The revised internal layout of the ML06-E turned out to be a nice match overall for the GA-F2A88XN-WIFI board (with the exception of the 4-pin CPU connector). The USB and front port cables (power/reset/LED) were pretty easy to tuck away and fasten to the front panel, keeping the overall motherboard free from most of the cables.


The front panel audio connector and 4-pin CPU/AUX cables weren’t in the most ideal locations, but they were workable nonetheless. It would have been a simple matter to tie up the CPU power cable along the back of the case but it really wasn’t in the way. The audio cable could still be snaked under a GPU if one was installed; that wasn’t a major issue either. Really, for such a tiny chassis, the ML06-E was surprisingly easy to build in.


Now to place everything back together. The multi-purpose bracket ends up right on top of the CPU cooler – wait a second, those stock AMD coolers are pretty tall, will there be enough room for the slim fan AND stock cooler? The Intel stock coolers aren’t quite as high, so let’s look through that side mesh and double-check before these fans start spinning.
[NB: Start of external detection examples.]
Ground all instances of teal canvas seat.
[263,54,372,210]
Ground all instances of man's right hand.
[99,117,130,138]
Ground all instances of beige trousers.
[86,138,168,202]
I’d measure it, but I think we’d need some of those metal gap-thickness feeler gauges to check! (I’d estimate it’s about 2mm, if anyone’s really curious.)  While this is one of the closest clearances I’ve seen lately, it performed flawlessly in operation. I’d recommend checking page 20 of the ML06-E manual for specific clearances (with the slim fan, there is 50mm available for a CPU cooler) to avoid any surprises – especially if you’re considering aftermarket cooling. 50mm leaves just enough room for aftermarket heatsink fans like Cryorig’s C7 or Noctua’s NH-L9a. Of course, SilverStone’s Argon line of coolers has a few options as well, although only the AR05 will fit along with the slim 120mm fan (the AR06 will fit without it).